The great Michelangelo Antonioni, director of such films as L’Avventura, Red Desert, Blow-Up and The Passenger, died in Italy yesterday. He was 94.

The New York Times in its obituary quotes Jack Nicholson’s remarks on the director when he presented him with a career Oscar:

‘In the empty, silent spaces of the world, he has found metaphors that illuminate the silent places our hearts, and found in them, too, a strange and terrible beauty: austere, elegant, enigmatic, haunting.”
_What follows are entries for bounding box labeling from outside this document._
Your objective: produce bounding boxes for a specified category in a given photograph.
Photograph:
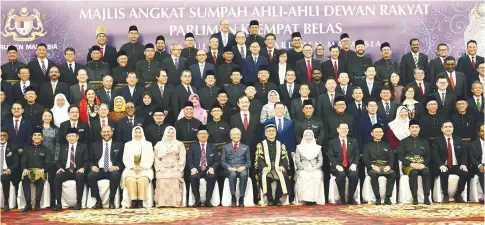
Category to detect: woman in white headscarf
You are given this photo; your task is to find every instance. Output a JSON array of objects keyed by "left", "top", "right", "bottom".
[
  {"left": 295, "top": 130, "right": 323, "bottom": 205},
  {"left": 121, "top": 126, "right": 154, "bottom": 208},
  {"left": 387, "top": 106, "right": 411, "bottom": 149},
  {"left": 51, "top": 94, "right": 69, "bottom": 127},
  {"left": 155, "top": 126, "right": 186, "bottom": 207},
  {"left": 259, "top": 90, "right": 291, "bottom": 124}
]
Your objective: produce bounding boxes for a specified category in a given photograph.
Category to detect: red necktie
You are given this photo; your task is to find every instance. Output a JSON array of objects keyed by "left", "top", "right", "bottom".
[
  {"left": 100, "top": 48, "right": 104, "bottom": 60},
  {"left": 448, "top": 138, "right": 453, "bottom": 168},
  {"left": 333, "top": 61, "right": 338, "bottom": 79},
  {"left": 243, "top": 113, "right": 249, "bottom": 131},
  {"left": 342, "top": 139, "right": 349, "bottom": 167},
  {"left": 419, "top": 83, "right": 424, "bottom": 96},
  {"left": 450, "top": 73, "right": 455, "bottom": 91},
  {"left": 306, "top": 60, "right": 312, "bottom": 83}
]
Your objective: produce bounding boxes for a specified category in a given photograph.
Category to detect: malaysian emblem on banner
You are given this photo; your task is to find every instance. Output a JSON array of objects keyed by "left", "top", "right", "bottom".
[{"left": 2, "top": 7, "right": 47, "bottom": 41}]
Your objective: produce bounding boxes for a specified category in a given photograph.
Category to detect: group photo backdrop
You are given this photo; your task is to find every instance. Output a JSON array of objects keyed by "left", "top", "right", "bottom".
[{"left": 0, "top": 1, "right": 485, "bottom": 64}]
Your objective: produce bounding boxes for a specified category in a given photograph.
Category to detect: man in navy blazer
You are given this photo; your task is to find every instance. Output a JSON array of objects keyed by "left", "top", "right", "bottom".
[
  {"left": 187, "top": 125, "right": 221, "bottom": 207},
  {"left": 242, "top": 41, "right": 269, "bottom": 84},
  {"left": 117, "top": 72, "right": 145, "bottom": 106}
]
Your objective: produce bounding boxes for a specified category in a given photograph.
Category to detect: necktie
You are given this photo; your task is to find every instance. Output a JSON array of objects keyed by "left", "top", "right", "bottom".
[
  {"left": 306, "top": 60, "right": 312, "bottom": 83},
  {"left": 100, "top": 48, "right": 104, "bottom": 60},
  {"left": 450, "top": 73, "right": 455, "bottom": 91},
  {"left": 104, "top": 143, "right": 110, "bottom": 172},
  {"left": 200, "top": 144, "right": 207, "bottom": 171},
  {"left": 40, "top": 60, "right": 47, "bottom": 75},
  {"left": 243, "top": 113, "right": 249, "bottom": 131},
  {"left": 333, "top": 61, "right": 338, "bottom": 79},
  {"left": 14, "top": 120, "right": 19, "bottom": 134},
  {"left": 448, "top": 138, "right": 453, "bottom": 168},
  {"left": 69, "top": 145, "right": 76, "bottom": 173},
  {"left": 212, "top": 52, "right": 217, "bottom": 65},
  {"left": 342, "top": 139, "right": 349, "bottom": 167},
  {"left": 268, "top": 49, "right": 273, "bottom": 63},
  {"left": 239, "top": 47, "right": 246, "bottom": 59}
]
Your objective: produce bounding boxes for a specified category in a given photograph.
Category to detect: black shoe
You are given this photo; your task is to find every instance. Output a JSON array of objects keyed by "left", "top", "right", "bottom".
[
  {"left": 24, "top": 202, "right": 32, "bottom": 212},
  {"left": 443, "top": 195, "right": 450, "bottom": 203},
  {"left": 35, "top": 201, "right": 40, "bottom": 211},
  {"left": 93, "top": 200, "right": 103, "bottom": 209},
  {"left": 239, "top": 197, "right": 244, "bottom": 207}
]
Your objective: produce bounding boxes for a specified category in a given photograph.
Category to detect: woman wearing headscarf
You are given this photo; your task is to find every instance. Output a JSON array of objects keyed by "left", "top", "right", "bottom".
[
  {"left": 121, "top": 126, "right": 154, "bottom": 208},
  {"left": 387, "top": 106, "right": 410, "bottom": 149},
  {"left": 177, "top": 94, "right": 207, "bottom": 125},
  {"left": 108, "top": 96, "right": 127, "bottom": 122},
  {"left": 79, "top": 89, "right": 101, "bottom": 124},
  {"left": 52, "top": 94, "right": 70, "bottom": 127},
  {"left": 154, "top": 126, "right": 186, "bottom": 207},
  {"left": 259, "top": 90, "right": 290, "bottom": 124},
  {"left": 295, "top": 130, "right": 323, "bottom": 205}
]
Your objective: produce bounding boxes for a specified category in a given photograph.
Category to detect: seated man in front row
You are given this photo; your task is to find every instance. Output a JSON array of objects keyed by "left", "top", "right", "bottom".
[
  {"left": 254, "top": 123, "right": 290, "bottom": 206},
  {"left": 363, "top": 123, "right": 396, "bottom": 205},
  {"left": 221, "top": 128, "right": 251, "bottom": 207}
]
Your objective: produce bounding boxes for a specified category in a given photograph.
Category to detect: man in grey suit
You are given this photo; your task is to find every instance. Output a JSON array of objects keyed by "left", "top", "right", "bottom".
[
  {"left": 439, "top": 56, "right": 468, "bottom": 98},
  {"left": 69, "top": 68, "right": 93, "bottom": 105},
  {"left": 221, "top": 128, "right": 251, "bottom": 207}
]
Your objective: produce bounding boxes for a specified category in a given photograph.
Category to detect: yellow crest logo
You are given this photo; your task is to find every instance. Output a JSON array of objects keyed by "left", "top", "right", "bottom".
[{"left": 2, "top": 7, "right": 47, "bottom": 41}]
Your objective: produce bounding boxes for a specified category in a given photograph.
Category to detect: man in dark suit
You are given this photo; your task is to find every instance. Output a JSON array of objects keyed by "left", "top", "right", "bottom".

As they did for Ingmar Bergman, another art-house titan who, stunningly, died just a few hours before Antonioni, The Guardian has set up a special section devoted to the director. From the site is Penelope Houston’s obituary that includes this quote about his 1955 movie L’Amiche but could just as well apply to his body of work as a whole:

Already the elements of this fastidious craftsman’s style were locked in place: the awareness of landscapes, usually melancholy, the sense of people drifting through time and space, but held always under the tightest control, the persistence of vision. “I need to follow my characters beyond the moments conventionally considered important,” he said, “to show them even when everything appears to have been said”.

GreenCine’s coverage is here, and one piece the site has linked to is this Michael Atkinson appreciation of Nuri Bilge Ceylan — proof of the continuing influence of Antonioni on younger filmmakers. Indeed, while Antonioni hailed from an earlier conception of art cinema — his films virtually demand to be seen not on video but on a movie screen, where their deliberate pacing, attention to sound design and precise framing evolve into a hypnotic critique of the modern world — the questions he asked in his films are more relevant than ever.
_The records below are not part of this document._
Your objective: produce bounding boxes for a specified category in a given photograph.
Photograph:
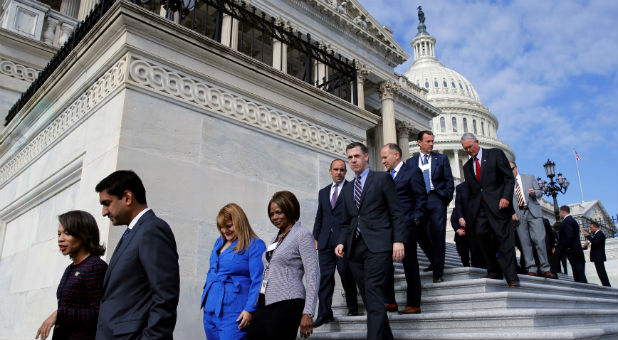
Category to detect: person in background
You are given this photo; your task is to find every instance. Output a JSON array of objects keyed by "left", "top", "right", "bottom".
[
  {"left": 35, "top": 210, "right": 107, "bottom": 340},
  {"left": 247, "top": 191, "right": 320, "bottom": 340},
  {"left": 202, "top": 203, "right": 266, "bottom": 340},
  {"left": 582, "top": 222, "right": 612, "bottom": 287}
]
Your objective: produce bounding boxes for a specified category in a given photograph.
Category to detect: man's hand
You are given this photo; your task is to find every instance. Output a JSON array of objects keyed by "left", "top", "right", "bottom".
[
  {"left": 498, "top": 198, "right": 509, "bottom": 210},
  {"left": 393, "top": 242, "right": 405, "bottom": 262},
  {"left": 528, "top": 189, "right": 536, "bottom": 198},
  {"left": 459, "top": 217, "right": 466, "bottom": 227},
  {"left": 335, "top": 244, "right": 344, "bottom": 258}
]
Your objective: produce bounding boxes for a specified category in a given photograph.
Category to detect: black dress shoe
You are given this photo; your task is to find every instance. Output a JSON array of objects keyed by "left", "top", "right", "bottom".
[{"left": 313, "top": 315, "right": 335, "bottom": 328}]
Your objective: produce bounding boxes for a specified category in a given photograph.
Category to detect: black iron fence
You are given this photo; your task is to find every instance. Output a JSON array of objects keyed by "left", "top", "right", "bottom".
[{"left": 5, "top": 0, "right": 358, "bottom": 125}]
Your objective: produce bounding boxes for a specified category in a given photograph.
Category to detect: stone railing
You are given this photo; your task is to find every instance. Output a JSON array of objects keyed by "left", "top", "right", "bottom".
[{"left": 0, "top": 0, "right": 78, "bottom": 47}]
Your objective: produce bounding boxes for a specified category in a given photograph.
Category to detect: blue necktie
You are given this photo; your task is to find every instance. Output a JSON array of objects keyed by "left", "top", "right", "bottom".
[{"left": 423, "top": 154, "right": 431, "bottom": 193}]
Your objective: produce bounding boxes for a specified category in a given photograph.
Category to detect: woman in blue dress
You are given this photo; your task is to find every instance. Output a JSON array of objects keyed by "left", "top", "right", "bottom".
[{"left": 202, "top": 203, "right": 266, "bottom": 340}]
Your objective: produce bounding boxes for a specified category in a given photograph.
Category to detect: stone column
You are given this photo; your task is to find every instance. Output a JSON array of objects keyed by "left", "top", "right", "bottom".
[
  {"left": 356, "top": 62, "right": 369, "bottom": 109},
  {"left": 379, "top": 80, "right": 399, "bottom": 144},
  {"left": 77, "top": 0, "right": 98, "bottom": 20},
  {"left": 273, "top": 40, "right": 288, "bottom": 72},
  {"left": 60, "top": 0, "right": 79, "bottom": 19},
  {"left": 397, "top": 122, "right": 411, "bottom": 161}
]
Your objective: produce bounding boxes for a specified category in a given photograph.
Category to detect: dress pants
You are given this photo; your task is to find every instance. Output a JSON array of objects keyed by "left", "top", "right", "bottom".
[
  {"left": 245, "top": 294, "right": 304, "bottom": 340},
  {"left": 474, "top": 201, "right": 517, "bottom": 281},
  {"left": 318, "top": 237, "right": 358, "bottom": 317},
  {"left": 594, "top": 261, "right": 612, "bottom": 287},
  {"left": 350, "top": 236, "right": 393, "bottom": 340},
  {"left": 418, "top": 191, "right": 446, "bottom": 278}
]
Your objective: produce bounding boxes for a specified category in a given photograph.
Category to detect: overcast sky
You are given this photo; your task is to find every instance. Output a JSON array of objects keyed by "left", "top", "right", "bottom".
[{"left": 360, "top": 0, "right": 618, "bottom": 216}]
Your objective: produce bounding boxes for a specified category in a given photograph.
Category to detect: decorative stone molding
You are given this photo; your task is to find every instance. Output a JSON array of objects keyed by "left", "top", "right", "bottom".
[
  {"left": 0, "top": 57, "right": 39, "bottom": 82},
  {"left": 127, "top": 56, "right": 352, "bottom": 155},
  {"left": 0, "top": 57, "right": 127, "bottom": 188},
  {"left": 379, "top": 80, "right": 400, "bottom": 100}
]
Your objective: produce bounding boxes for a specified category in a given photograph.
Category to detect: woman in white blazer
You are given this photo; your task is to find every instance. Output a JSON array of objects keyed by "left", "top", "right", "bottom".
[{"left": 247, "top": 191, "right": 320, "bottom": 340}]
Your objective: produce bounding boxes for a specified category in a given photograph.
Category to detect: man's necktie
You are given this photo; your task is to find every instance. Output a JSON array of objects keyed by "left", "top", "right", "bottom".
[
  {"left": 330, "top": 184, "right": 339, "bottom": 209},
  {"left": 354, "top": 175, "right": 363, "bottom": 237},
  {"left": 515, "top": 182, "right": 526, "bottom": 207},
  {"left": 422, "top": 154, "right": 431, "bottom": 193}
]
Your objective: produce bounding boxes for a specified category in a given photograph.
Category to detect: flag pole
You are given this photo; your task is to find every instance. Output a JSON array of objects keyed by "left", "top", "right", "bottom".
[{"left": 573, "top": 149, "right": 584, "bottom": 203}]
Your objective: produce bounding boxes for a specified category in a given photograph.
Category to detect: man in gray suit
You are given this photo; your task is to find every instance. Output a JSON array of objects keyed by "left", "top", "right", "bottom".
[
  {"left": 510, "top": 162, "right": 554, "bottom": 278},
  {"left": 95, "top": 170, "right": 180, "bottom": 340},
  {"left": 335, "top": 142, "right": 407, "bottom": 340}
]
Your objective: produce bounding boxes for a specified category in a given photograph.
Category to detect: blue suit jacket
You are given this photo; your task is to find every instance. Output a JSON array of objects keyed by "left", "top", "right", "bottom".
[
  {"left": 96, "top": 210, "right": 180, "bottom": 340},
  {"left": 313, "top": 179, "right": 350, "bottom": 250},
  {"left": 202, "top": 237, "right": 266, "bottom": 316},
  {"left": 406, "top": 152, "right": 455, "bottom": 205},
  {"left": 586, "top": 229, "right": 606, "bottom": 262},
  {"left": 394, "top": 163, "right": 427, "bottom": 228}
]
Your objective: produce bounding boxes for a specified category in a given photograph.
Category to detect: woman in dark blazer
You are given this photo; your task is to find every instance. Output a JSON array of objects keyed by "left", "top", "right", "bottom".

If I had to name a single favorite film, it would most likely be his The Passenger, in which Jack Nicholson plays a reporter who impulsively assumes the identity of a similarly featured dead man — a gun runner — and allows that man’s appointment book to dictate his drift through North Africa and Europe. The film was re-released last year by Sony Pictures Classics, and I hadn’t seen it in years. My memory of the film was solid, but when I screened it at 20 years old I was compelled by its thinking about the ways in which the Western media represents the third world. The theorist and filmmaker Peter Wollen had co-written the screenplay, and embedded within its story and Antonioni’s compositions was an essay on the ideologies of the narratives we create for ourselves. When I watched it again, so many years later, these ideas were all still there, of course. But I hadn’t remembered how purely beautiful, emotional, and finally devastating the film is, from its carefree moments of abandon with Maria Schneider in a convertible to Nicholson’s concluding, crushing monologue in which, clearly consumed by depression, he recounts the story of a blind man who, after suddenly regaining his sight, becomes disenchanted with the world around him. At the end of this film, Antonioni staged perhaps his most famous shot in which the camera departs the film’s deceased protagonist, melts through a wall and, like our world, lives on.
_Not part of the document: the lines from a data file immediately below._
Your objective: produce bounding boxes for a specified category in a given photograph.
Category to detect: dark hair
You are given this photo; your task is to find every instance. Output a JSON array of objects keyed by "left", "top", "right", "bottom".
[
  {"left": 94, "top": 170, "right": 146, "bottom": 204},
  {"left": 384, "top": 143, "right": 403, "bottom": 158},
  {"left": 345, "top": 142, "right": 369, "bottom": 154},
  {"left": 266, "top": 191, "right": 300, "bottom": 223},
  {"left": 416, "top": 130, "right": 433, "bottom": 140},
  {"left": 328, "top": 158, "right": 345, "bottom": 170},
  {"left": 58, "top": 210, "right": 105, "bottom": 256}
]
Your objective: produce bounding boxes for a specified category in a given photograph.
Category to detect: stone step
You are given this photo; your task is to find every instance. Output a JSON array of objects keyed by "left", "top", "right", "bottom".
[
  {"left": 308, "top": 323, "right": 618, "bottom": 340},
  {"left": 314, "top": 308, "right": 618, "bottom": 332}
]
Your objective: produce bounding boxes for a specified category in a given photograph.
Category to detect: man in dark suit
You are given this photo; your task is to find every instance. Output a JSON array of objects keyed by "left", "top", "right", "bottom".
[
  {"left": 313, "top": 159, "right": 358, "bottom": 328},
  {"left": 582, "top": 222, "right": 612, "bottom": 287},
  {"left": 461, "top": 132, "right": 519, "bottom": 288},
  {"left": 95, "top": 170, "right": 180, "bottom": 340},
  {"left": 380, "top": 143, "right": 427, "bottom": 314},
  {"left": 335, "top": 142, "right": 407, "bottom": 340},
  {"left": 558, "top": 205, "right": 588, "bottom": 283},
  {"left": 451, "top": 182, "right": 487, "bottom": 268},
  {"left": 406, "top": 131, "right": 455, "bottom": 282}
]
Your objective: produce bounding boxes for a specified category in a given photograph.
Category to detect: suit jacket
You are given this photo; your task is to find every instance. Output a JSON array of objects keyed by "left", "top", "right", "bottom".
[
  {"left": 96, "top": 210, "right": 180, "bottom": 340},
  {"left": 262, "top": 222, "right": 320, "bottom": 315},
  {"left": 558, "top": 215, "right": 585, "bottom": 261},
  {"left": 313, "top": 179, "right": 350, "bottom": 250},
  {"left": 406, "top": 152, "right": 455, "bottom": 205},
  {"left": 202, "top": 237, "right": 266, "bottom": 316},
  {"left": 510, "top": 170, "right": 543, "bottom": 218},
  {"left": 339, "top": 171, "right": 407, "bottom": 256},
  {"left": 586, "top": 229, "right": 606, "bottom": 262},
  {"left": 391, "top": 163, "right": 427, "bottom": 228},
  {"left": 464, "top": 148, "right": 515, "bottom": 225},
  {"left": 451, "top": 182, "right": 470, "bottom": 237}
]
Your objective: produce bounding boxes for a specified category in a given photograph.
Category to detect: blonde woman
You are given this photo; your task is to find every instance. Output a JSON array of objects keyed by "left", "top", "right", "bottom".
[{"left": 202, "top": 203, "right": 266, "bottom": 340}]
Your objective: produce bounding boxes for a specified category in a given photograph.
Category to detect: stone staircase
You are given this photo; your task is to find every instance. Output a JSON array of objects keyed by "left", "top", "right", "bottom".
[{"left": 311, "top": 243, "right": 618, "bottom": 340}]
Although crippled by a stroke and rendered aphasic, Antonioni, who began his career as a reporter, continued to make films throughout his years, sometimes with the help of supporters like Wim Wenders. (Wenders’ book My Time with Antonioni is a curious, at times quite sad, but ultimately illuminating portrait of the filmmaking process.) If, by any chance, you are unfamiliar with his work, please take some time to discover them, starting with the titles I listed above.